Péricles, Oração Fúnebre
Um dos aspectos mais impressionantes de São Luiz Gonzaga é o alto grau de valorização da população da local da sua história e da sua memória. A cidade conta com seu próprio Instituto Histórico e Geográfico (IHGSLG), que tem uma produção pujante e de altíssimo nível, presidido pela professora Anna Olívia do Nascimento. O IHGSLG conta com um acervo riquíssimo, que inclui muitas obras raras, como a primeira edição das obras completas de Pontes de Miranda, além de reunir os principais artistas e literatos da região, como a poetisa Ivone Ávila.

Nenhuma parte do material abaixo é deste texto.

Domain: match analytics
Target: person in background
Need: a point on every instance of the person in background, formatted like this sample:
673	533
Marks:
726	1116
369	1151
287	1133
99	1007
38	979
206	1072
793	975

O instituto trabalha em uma sintonia muito fina com a equipe do prefeito Sidney Luiz Brondani, que se traduz em um trabalho de extrema atenção e carinho pela cidade, que está impecavelmente mantida. A secretária de turismo e cultura de São Luiz, Luiza Caterine Santos Panegalli, juntamente com a vereadora Rose Grings, coordenam um grupo de pessoas apaixonadas pela cidade, que trabalham incansavelmente para que São Luiz mantenha sempre o padrão de excelência que o senador Pinheiro Machado para lá levou durante o esplendor da Belle Époque (1871-1914).
Para o senador Pinheiro Machado os valores de honra, da manutenção da palavra empenhada, da lealdade a um amigo e do respeito aos adversários eram parte da sua postura cotidiana. Durante a belíssima cerimônia de reinauguração do museu, cujo protocolo foi impecavelmente conduzido pela secretária Luiza Panegalli, o prefeito do município de Bossoroca, José Moacir Fabrício Dutra, contou-me que seu bisavô, apesar de federalista, maragato, era muito amigo do senador Pinheiro Machado, líder do partido oposto, os republicanos ou chimangos. Contou-me o prefeito que o senador estava para fazer um negócio de terras com o seu bisavô quando adveio a notícia da eclosão da Revolução Federalista (1893-1895). O senador, ao ter presente a gravidade do momento, disse ao amigo que infelizmente o negócio não poderia ser concluído naquele momento e lhe pediu para se afastar da política, porque teria muito desgosto em lutar de lado oposto ao dele.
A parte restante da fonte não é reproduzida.